Wednesday, May 25, 2011

Victory In Libya Is Closer Than We Think


 

Colonel Gaddafi’s regime has been fatally weakened – now the West must prepare for its collapse, writes Paul Smyth.


 The advancement of technology has so reshaped our lives that we expect actions to have instant effects, inquiries to receive immediate answers, decisions to achieve rapid results. We don’t like or understand delay – so, as the Nato campaign in Libya has dragged on, it has been viewed increasingly as a failure. When David Cameron and Barack Obama issue joint statements of resolve, as they did yesterday, they are seen as empty words. The idea that the situation has become a stalemate – or worse, a quagmire – has become accepted truth.
Yet fixated as we are with the shortest of time frames, we have overlooked the steady shift of power that is under way in Libya. With each passing day, the regime grows weaker and the rebellion grows stronger. The rebel heartland in eastern Libya is militarily secure. As long as it can generate or receive enough funding, its future is assured – and these should hardly be a problem, given that it has control of some oilfields, access to the sea and sympathetic foreign governments on its side. Critics may argue that even if the east is secure, Colonel Gaddafi’s hold on power in the west remains intact – so the best we can hope for is for some sort of partition into two separate areas. But this idea, too, is increasingly unsustainable. If the Gaddafi regime believed it could control the rest of Libya, that hope has evaporated with the relief of Misurata. With the rebels’ training and organisation improving, and Nato’s continued engagement, Gaddafi’s forces will be unable to retake the operational initiative, struggling to retake lost territory or suppress new outbreaks of insurrection.
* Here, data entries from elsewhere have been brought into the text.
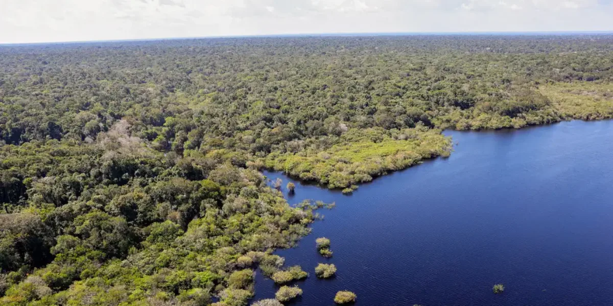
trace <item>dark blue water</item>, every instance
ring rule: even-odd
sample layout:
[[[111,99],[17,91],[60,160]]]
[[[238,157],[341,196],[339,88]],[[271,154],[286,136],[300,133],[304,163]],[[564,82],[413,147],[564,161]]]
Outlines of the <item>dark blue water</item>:
[[[446,134],[459,143],[451,157],[351,196],[291,180],[290,203],[337,204],[298,247],[277,252],[311,273],[292,305],[333,305],[343,289],[358,305],[613,305],[613,121]],[[316,250],[321,236],[329,260]],[[320,262],[337,277],[315,277]],[[256,287],[256,299],[277,288],[259,273]]]

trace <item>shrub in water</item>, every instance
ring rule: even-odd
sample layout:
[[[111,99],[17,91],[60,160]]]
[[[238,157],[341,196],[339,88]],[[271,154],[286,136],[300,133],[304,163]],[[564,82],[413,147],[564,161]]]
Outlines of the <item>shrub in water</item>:
[[[330,248],[330,239],[325,237],[315,239],[315,243],[317,244],[317,248],[319,250]]]
[[[319,254],[321,254],[324,257],[329,258],[332,256],[332,251],[330,251],[329,248],[322,248],[319,250]]]
[[[302,271],[300,266],[290,267],[287,270],[275,272],[271,278],[278,284],[289,283],[295,280],[301,280],[308,276],[308,273]]]
[[[251,304],[251,306],[283,306],[283,304],[274,299],[266,299],[258,300]]]
[[[494,293],[497,294],[500,294],[504,291],[504,286],[503,286],[502,284],[495,285],[493,290],[494,290]]]
[[[315,275],[318,277],[327,278],[337,272],[337,266],[333,264],[319,264],[315,267]]]
[[[352,303],[356,301],[356,294],[351,291],[338,291],[334,297],[334,302],[337,304]]]
[[[287,302],[301,295],[302,295],[302,289],[297,286],[289,287],[287,286],[283,286],[276,291],[275,297],[279,302]]]

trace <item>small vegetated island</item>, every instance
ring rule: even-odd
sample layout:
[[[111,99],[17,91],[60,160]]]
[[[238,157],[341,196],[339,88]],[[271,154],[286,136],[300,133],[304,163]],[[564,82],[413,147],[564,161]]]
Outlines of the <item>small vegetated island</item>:
[[[612,47],[604,34],[0,47],[0,304],[246,305],[255,269],[305,276],[272,252],[307,234],[318,206],[291,207],[260,170],[351,192],[449,154],[443,129],[611,118]]]

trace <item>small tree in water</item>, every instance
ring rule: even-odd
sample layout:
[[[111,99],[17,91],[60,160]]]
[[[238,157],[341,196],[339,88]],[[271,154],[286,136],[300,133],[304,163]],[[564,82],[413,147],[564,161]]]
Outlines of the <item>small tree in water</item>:
[[[279,302],[287,302],[292,299],[302,295],[302,289],[297,286],[288,287],[283,286],[275,294],[275,297]]]
[[[282,181],[280,178],[277,178],[275,180],[275,184],[273,184],[273,187],[274,187],[277,189],[279,189],[281,188],[281,185],[283,184],[283,181]]]
[[[504,286],[502,284],[495,285],[493,288],[494,293],[500,294],[504,291]]]
[[[294,183],[290,182],[287,183],[287,190],[289,190],[289,193],[293,195],[294,192],[294,189],[296,188],[296,185]]]
[[[351,291],[338,291],[334,297],[334,302],[337,304],[346,304],[356,302],[357,297]]]
[[[317,244],[317,248],[319,250],[328,248],[330,247],[330,239],[325,237],[321,237],[315,239],[315,243]]]
[[[337,266],[333,264],[319,264],[315,267],[315,275],[321,278],[327,278],[337,272]]]

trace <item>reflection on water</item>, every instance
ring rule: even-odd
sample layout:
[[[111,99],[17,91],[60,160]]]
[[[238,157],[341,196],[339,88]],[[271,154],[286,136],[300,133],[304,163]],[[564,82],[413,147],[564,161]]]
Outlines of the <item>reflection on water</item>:
[[[378,178],[351,196],[296,184],[291,203],[335,202],[313,233],[277,252],[311,276],[291,305],[605,305],[613,302],[613,121],[446,133],[448,159]],[[286,192],[286,190],[285,190]],[[332,241],[319,255],[315,239]],[[337,276],[318,279],[331,263]],[[501,295],[492,291],[501,283]],[[277,287],[258,273],[256,299]]]

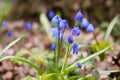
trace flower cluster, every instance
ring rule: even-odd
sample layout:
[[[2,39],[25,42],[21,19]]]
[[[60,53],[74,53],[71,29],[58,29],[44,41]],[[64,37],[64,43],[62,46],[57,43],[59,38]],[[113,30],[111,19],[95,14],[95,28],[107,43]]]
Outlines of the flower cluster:
[[[69,44],[73,44],[73,54],[78,55],[79,45],[74,42],[73,36],[78,37],[80,35],[80,28],[86,29],[86,32],[94,32],[94,26],[83,16],[81,12],[78,12],[75,15],[74,21],[76,21],[77,24],[75,24],[74,28],[71,30],[71,33],[68,35],[67,41]],[[52,32],[52,37],[58,38],[60,41],[62,41],[62,39],[66,40],[66,37],[64,36],[64,31],[65,29],[69,28],[68,22],[65,19],[62,19],[60,16],[55,15],[52,18],[51,23],[54,27],[49,29],[49,31]],[[56,43],[52,44],[51,50],[56,50]],[[77,63],[77,65],[79,68],[81,67],[80,63]]]

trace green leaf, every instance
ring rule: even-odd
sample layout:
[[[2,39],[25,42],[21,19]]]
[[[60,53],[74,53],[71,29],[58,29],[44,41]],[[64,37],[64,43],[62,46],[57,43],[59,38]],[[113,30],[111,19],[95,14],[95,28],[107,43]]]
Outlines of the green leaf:
[[[98,42],[98,43],[92,44],[91,48],[92,48],[93,52],[98,52],[108,46],[111,46],[111,45],[112,45],[111,42],[108,42],[108,41],[107,42]],[[112,50],[112,48],[111,48],[111,50]],[[103,61],[104,57],[105,57],[105,53],[100,54],[99,57],[100,57],[100,60]]]
[[[111,48],[111,46],[106,47],[106,48],[100,50],[99,52],[96,52],[96,53],[94,53],[94,54],[92,54],[92,55],[90,55],[90,56],[88,56],[88,57],[86,57],[86,58],[84,58],[84,59],[82,59],[82,60],[80,60],[80,61],[78,61],[78,62],[81,63],[81,64],[83,64],[83,63],[89,61],[90,59],[92,59],[92,58],[94,58],[94,57],[96,57],[96,56],[104,53],[105,51],[108,51],[110,48]],[[74,69],[76,69],[76,68],[77,68],[76,63],[77,63],[77,62],[75,62],[75,63],[72,64],[71,66],[67,67],[67,68],[65,69],[65,71],[64,71],[64,74],[68,74],[70,71],[73,71]]]
[[[6,57],[1,58],[0,61],[6,60],[6,59],[18,60],[18,61],[21,61],[23,63],[29,64],[31,67],[36,69],[39,74],[43,73],[42,69],[40,69],[38,66],[36,66],[32,62],[30,62],[30,61],[28,61],[28,60],[26,60],[24,58],[20,58],[20,57],[16,57],[16,56],[6,56]]]
[[[110,22],[110,24],[109,24],[109,26],[108,26],[108,29],[107,29],[107,31],[106,31],[105,37],[104,37],[104,41],[108,41],[108,38],[109,38],[109,36],[110,36],[110,33],[111,33],[114,25],[117,23],[118,19],[119,19],[119,15],[117,15],[117,16]]]
[[[12,41],[10,44],[8,44],[1,52],[0,52],[0,56],[2,56],[2,54],[7,51],[10,47],[12,47],[13,45],[15,45],[17,42],[19,42],[21,39],[23,39],[24,36],[21,36],[19,38],[17,38],[16,40]]]
[[[22,80],[38,80],[38,79],[36,79],[34,77],[27,76],[27,77],[23,78]]]
[[[42,75],[42,80],[57,80],[57,79],[53,79],[53,77],[58,77],[60,76],[60,80],[64,80],[63,75],[61,75],[60,73],[50,73],[47,75]]]

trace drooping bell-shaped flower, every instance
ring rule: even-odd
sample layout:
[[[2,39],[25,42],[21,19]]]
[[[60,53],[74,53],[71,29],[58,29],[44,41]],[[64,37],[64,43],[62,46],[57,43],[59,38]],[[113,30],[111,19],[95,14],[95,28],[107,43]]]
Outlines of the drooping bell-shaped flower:
[[[82,19],[83,19],[83,14],[79,11],[76,15],[75,15],[75,17],[74,17],[74,20],[75,21],[81,21]]]
[[[73,45],[73,54],[78,55],[78,44],[76,43]]]
[[[72,44],[74,42],[73,37],[71,35],[68,36],[68,42],[69,44]]]
[[[54,12],[53,10],[50,10],[50,11],[48,12],[48,17],[49,17],[50,19],[52,19],[54,16],[55,16],[55,12]]]
[[[89,24],[87,29],[86,29],[87,32],[94,32],[94,26],[93,24]]]
[[[51,50],[55,51],[55,49],[56,49],[56,43],[52,43]]]
[[[89,25],[89,21],[86,18],[83,18],[80,24],[81,28],[87,28],[88,25]]]
[[[50,28],[49,31],[52,32],[53,38],[58,38],[59,40],[65,39],[63,32],[58,28]]]
[[[66,20],[61,20],[59,27],[61,30],[65,29],[65,28],[69,28],[68,22]]]
[[[31,22],[26,23],[26,29],[27,30],[32,30],[32,23]]]
[[[54,16],[52,18],[52,26],[55,26],[55,25],[58,26],[61,20],[62,19],[60,18],[60,16],[58,16],[58,15]]]
[[[12,37],[12,32],[11,31],[8,31],[7,33],[6,33],[6,35],[7,35],[7,37]]]
[[[72,29],[72,34],[74,34],[75,36],[79,36],[80,35],[80,29],[79,29],[79,27],[74,27]]]

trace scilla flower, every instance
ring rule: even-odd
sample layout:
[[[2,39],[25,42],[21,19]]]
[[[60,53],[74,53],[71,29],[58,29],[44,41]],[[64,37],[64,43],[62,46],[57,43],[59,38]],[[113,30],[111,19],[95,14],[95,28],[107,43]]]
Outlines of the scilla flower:
[[[82,65],[78,62],[77,63],[77,66],[79,67],[79,68],[81,68],[82,67]]]
[[[53,38],[58,38],[59,40],[65,39],[63,32],[56,27],[56,28],[50,28],[50,32],[52,32],[52,37]],[[60,34],[59,34],[60,33]]]
[[[68,42],[72,44],[74,42],[73,37],[71,35],[68,36]]]
[[[80,35],[80,29],[78,27],[74,27],[72,29],[72,33],[75,35],[75,36],[79,36]]]
[[[27,22],[26,23],[26,29],[27,30],[32,30],[32,24],[31,24],[31,22]]]
[[[59,24],[60,29],[69,28],[68,22],[66,20],[61,20]]]
[[[93,24],[89,24],[87,29],[86,29],[87,32],[94,32],[94,26]]]
[[[55,51],[55,49],[56,49],[56,43],[53,43],[52,46],[51,46],[51,50]]]
[[[6,34],[9,38],[12,37],[12,32],[11,31],[8,31]]]
[[[55,26],[55,25],[59,25],[60,21],[62,19],[60,18],[60,16],[56,15],[52,18],[52,26]]]
[[[82,20],[82,19],[83,19],[83,14],[79,11],[79,12],[75,15],[74,20],[75,20],[75,21],[80,21],[80,20]]]
[[[7,26],[6,21],[3,21],[2,22],[2,27],[6,27],[6,26]]]
[[[78,44],[76,43],[73,45],[73,54],[78,55]]]
[[[50,10],[50,11],[48,12],[48,17],[49,17],[50,19],[52,19],[54,16],[55,16],[55,12],[52,11],[52,10]]]
[[[89,25],[89,21],[86,18],[83,18],[80,24],[81,28],[87,28],[88,25]]]

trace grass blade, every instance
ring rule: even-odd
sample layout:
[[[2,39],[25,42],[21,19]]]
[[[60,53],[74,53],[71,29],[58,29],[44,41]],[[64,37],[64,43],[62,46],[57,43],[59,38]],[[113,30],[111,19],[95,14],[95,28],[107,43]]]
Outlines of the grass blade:
[[[105,34],[105,37],[104,37],[104,41],[108,41],[108,38],[110,36],[110,33],[112,32],[112,29],[114,27],[114,25],[117,23],[119,19],[119,15],[117,15],[109,24],[108,28],[107,28],[107,32]]]
[[[30,61],[28,61],[28,60],[26,60],[24,58],[20,58],[20,57],[16,57],[16,56],[6,56],[6,57],[1,58],[0,61],[7,60],[7,59],[13,59],[13,60],[18,60],[18,61],[24,62],[26,64],[29,64],[34,69],[36,69],[39,74],[43,73],[42,69],[40,69],[35,64],[33,64],[32,62],[30,62]]]

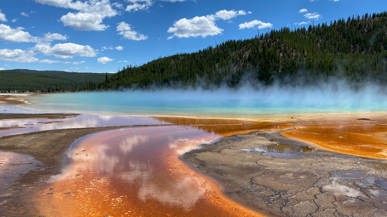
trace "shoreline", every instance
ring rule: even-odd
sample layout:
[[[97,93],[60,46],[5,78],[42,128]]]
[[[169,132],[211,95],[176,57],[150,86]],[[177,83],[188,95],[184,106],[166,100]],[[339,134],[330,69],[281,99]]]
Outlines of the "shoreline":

When it comes to Nato’s role, the precision with which its attacks are carried out tends to mask the extent to which it has degraded the regime’s capabilities. As of last Saturday, Nato claimed to have hit more than 860 targets, including 98 tanks, 72 artillery or rocket systems and around 40 armoured vehicles.
Equally important, the target list included more than 300 ammunition stores. Even if some of the targeted bunkers were empty, or contained non-essential supplies, the extensive surveillance and intelligence material available to Nato should have ensured that the attacks significantly damaged Gaddafi’s ability to sustain military operations. Certainly, the performance of the regime’s troops on the eastern front, and then at Misurata, suggests that Nato has seriously limited their ability to conduct protracted offensives.